And, ironically, I cry now.  I don’t remember crying a whole lot before.  But these days, it doesn’t take much.  A song.  A commercial.  A glimpse at my waistline which, 5 months pregnant, still looks more like I ate too many cheeseburgers than it looks like I’m housing another human being (why didn’t I take more pictures of my post-basic, rock-solid body that I’ll never see again?!).  And, oh dear, my poor counselor.  Each time I step into her office, it seems like we’ve barely spoken when I let loose with the waterworks.  We’re talking snotty-faced, mascara running, twisted-eyebrows crying on those visits.  But hey, I always feel better afterwards!

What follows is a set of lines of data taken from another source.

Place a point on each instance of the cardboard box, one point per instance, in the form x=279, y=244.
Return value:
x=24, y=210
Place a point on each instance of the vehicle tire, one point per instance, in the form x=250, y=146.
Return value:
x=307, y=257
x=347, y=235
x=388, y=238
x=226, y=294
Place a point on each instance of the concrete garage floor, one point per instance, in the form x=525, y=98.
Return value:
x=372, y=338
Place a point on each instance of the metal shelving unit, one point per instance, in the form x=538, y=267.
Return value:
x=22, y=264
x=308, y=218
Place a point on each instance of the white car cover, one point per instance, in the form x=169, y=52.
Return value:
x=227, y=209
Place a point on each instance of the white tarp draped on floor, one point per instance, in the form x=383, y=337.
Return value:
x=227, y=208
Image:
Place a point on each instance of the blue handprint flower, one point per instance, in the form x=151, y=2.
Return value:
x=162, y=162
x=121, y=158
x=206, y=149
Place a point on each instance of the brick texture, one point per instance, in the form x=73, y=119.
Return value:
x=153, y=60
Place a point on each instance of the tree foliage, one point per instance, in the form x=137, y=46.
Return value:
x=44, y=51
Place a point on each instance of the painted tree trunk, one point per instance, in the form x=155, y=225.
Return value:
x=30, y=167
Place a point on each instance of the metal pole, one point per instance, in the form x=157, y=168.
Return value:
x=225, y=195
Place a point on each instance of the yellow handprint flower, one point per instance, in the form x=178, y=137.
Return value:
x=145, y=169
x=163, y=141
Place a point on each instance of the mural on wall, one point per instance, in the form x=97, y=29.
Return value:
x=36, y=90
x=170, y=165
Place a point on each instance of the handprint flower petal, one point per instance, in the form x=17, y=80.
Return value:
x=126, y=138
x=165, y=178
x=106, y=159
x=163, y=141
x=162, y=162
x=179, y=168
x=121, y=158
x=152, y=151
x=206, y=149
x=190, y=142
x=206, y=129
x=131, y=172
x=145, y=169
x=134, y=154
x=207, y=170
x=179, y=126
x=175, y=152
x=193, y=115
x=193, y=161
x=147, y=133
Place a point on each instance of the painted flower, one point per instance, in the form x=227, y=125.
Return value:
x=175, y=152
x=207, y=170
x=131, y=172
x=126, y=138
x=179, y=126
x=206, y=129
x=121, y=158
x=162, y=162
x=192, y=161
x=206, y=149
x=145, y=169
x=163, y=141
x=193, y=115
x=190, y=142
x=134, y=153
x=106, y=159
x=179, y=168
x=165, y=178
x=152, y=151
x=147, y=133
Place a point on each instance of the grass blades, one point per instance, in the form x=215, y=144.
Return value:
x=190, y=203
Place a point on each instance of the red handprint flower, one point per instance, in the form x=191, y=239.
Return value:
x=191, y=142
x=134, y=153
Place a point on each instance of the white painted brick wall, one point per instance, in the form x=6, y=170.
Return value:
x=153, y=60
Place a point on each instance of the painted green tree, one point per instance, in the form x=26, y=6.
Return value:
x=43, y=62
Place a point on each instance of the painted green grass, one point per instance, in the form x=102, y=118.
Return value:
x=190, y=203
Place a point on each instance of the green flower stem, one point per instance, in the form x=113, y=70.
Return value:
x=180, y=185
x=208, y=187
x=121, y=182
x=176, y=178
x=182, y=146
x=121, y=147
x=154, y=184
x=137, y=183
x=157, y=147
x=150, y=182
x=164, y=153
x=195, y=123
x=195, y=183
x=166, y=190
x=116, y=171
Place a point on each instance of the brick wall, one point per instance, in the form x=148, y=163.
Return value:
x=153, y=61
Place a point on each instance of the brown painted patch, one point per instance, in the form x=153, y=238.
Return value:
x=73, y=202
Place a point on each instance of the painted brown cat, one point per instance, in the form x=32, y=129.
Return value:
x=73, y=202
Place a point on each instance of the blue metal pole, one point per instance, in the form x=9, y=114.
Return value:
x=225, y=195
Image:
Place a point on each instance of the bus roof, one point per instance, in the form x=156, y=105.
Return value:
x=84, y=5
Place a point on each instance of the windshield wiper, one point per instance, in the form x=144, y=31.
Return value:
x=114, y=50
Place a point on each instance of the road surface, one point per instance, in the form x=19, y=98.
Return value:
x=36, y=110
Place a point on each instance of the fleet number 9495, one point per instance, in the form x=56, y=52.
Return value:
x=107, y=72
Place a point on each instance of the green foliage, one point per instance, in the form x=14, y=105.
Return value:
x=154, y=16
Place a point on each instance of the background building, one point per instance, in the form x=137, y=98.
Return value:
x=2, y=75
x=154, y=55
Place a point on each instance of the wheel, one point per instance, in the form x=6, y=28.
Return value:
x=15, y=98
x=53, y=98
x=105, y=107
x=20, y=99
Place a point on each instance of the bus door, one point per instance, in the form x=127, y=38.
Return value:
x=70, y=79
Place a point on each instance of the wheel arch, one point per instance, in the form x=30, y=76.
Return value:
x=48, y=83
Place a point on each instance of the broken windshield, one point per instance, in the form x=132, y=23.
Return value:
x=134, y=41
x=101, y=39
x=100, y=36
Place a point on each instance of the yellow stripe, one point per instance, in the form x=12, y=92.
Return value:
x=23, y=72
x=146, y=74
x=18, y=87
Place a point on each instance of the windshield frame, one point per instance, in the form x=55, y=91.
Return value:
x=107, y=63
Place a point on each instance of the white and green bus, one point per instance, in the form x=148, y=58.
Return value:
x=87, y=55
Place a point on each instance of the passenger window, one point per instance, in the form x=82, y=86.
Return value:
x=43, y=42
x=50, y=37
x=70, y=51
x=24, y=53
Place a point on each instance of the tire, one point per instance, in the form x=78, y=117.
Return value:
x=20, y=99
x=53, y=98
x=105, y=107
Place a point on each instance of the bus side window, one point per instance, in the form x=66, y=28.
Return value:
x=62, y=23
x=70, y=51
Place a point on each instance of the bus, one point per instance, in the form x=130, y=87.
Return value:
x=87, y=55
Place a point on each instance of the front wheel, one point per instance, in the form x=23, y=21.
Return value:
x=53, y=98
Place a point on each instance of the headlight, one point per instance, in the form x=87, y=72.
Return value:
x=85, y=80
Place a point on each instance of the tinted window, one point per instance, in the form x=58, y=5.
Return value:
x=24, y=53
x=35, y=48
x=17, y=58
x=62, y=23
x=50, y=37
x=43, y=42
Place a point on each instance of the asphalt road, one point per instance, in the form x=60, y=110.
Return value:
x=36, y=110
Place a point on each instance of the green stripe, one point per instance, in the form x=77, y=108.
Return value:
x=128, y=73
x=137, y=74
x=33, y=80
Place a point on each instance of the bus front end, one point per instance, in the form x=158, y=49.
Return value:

I’m starting to accept the fact that pregnancy just isn’t very becoming of me.  It’s not everything I wanted it to be (except the ‘growing the baby’ part.  I’m glad that’s going well!).

But I must admit, each time one of my pregnant friends shows me her clearly-pregnant belly, or tells me what a breeze her first trimester was, or one-ups my baby news with her “twins” news, I briefly consider never speaking to her again.

“Glow-ers,” beware.  I’m happy for you.  Really.  Just be careful what you say, or I might bring out my combatives training.

Parting words of wisdom: It’s true what they say about recruiters.  They lie.  Don’t listen to a word of it! Especially that part about how they don’t allow birth control at basic training.  Just sayin’.

1

Kick me, baby, one more time!

Today, I am a proud mama! Last night, I was watching American Idol with my mother, lying on my back with my palm on the bump just below my bellybutton.  Candice Glover was singing a song by The Cure, and my Tiny Dancer must have loved her voice, because I felt the teensiest little ‘thump’ on my hand! Twice! So of course, I promptly freaked out, and grabbed my mom’s hand, and she felt it, too.  By then, I was in tears, and my heart was racing, because in one single moment I realized that all of the mood swings, and breakouts, and morning sickness, and looking like I’ve eaten one too many cheeseburgers, and the constant fear that I will lose this one, too – it was worth it. There is, in fact, a baby in there, and it’s strong enough to kick my belly!

No, my fear won’t go away until I have a living, breathing, healthy baby in my arms. In fact, as all of this was going on, I had to push the thought out of my mind that maybe Baby is allergic to the peanuts in my Peanut Buster Parfait.  But, as I’ve learned, God has His hand in everything.  It’s out of my hands and, thankfully, into those of One much more competent than I.  All I can do is love my child with everything that I am.  And pray.

…And maybe lay off the Peanut Buster Parfaits.

Parting words of wisdom: Storms have a way of teaching what nothing else can.